HARWICH — The fire department has received notice through FEMA that it will be awarded an Assistance to Firefighters Program grant for $409,296 to replace self-contained breathing apparatus, compressors used to refill the apparatus and rapid intervention packs.
Without the grant, the town would have to fund the equipment through the capital budget, said Fire Chief David LeBlanc. The department has to replace 42 of the self-contained breathing apparatus units and spare cylinders within three years, before they became obsolete, he said.
“While every grant award is beneficial to the department and the town, this award is particularly timely considering the current budget concerns,” LeBlanc said. “Removing almost $600,000 from the next two years of the capital plan provides some much needed relief to the town of Harwich.”
The plan was to fund the purchase of the new equipment through the capital plan over a two-year period. The initial grant application sought $575,000, and there is an article in the annual town meeting for an additional $20,000 for the town’s contribution.
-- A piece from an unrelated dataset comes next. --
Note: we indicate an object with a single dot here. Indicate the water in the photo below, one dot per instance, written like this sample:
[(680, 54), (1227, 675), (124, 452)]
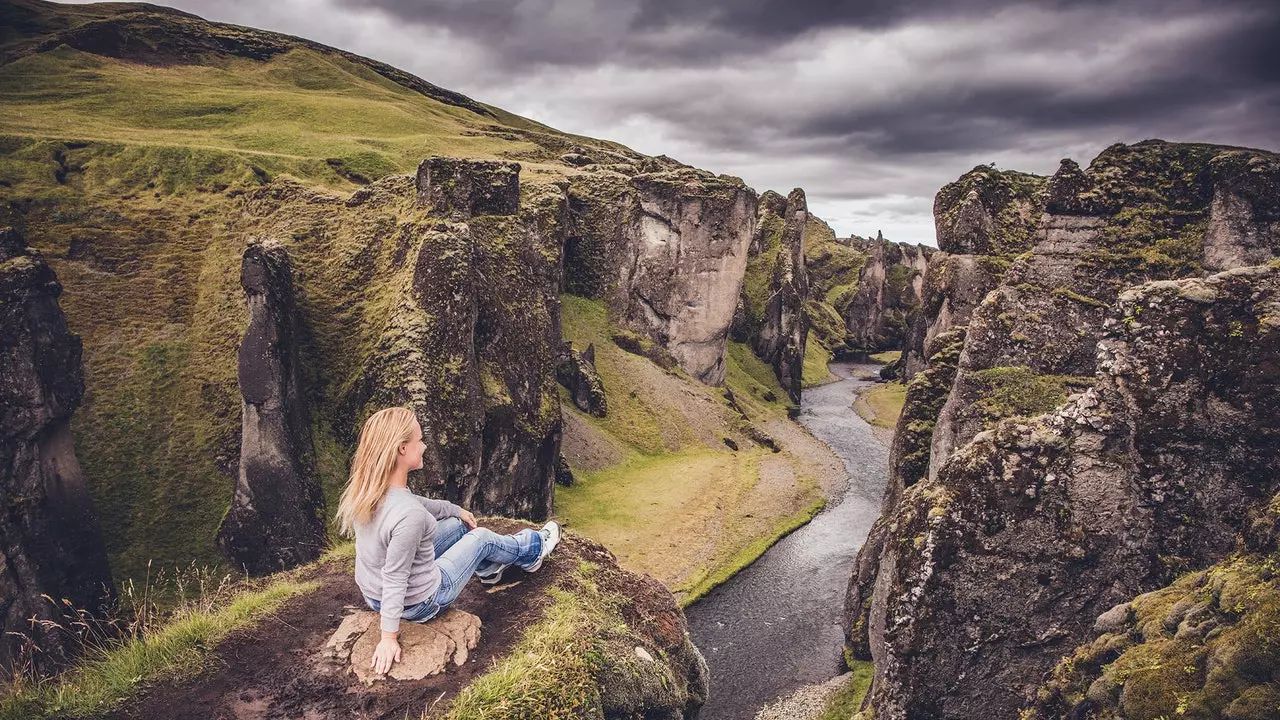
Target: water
[(775, 627)]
The units the department is seeking cost between $10,000 and $10,100 each. But FEMA will pay only $7,000 per unit. There were some features the department will be able to do without, LeBlanc said, such as a voice submitter contained in the masks and a second set of straps for the equipment.
“We’ll be able to get all 42 and we’ll make it work,” LeBlanc said.
The cylinders now in use are in the final years of their life cycle and no longer meet the National Fire Protection standard, he said. The grant will provide firefighters with better-designed self-contained breathing to reduce injuries and increase overall safety. LeBlanc said the cylinders will be upgraded from a half hour of service time to 45 minutes.
“The purpose of the Assistance to Firefighters Program is to protect the health and safety of the public and firefighting personnel against fire and fire-related hazards,” LeBlanc said in a press release.
The self-contained breathing apparatus in use now is 15 years old. Every five years the apparatus is tested, but regulations allow them to be tested only three times, after which the air packs no longer meet current standards. LeBlanc said once the carbon fiber equipment reaches a certain age it is no longer considered “trustworthy.”
This is the third year in a row the department has been a recipient of a FEMA firefighting grant.
As part of the program, FEMA provides training and guidance through the regional grant offices. Each year the department works closely with David L. Parr, the regional fire program specialist for the grant program, to ensure the requirements of the program are met, the press release said.
“I was surprised we got this one for more than $400,000,” LeBlanc said. “It’s a large number for little Harwich.”
Given the town’s success over the past three years, LeBlanc said he definitely plans to file another grant application next years.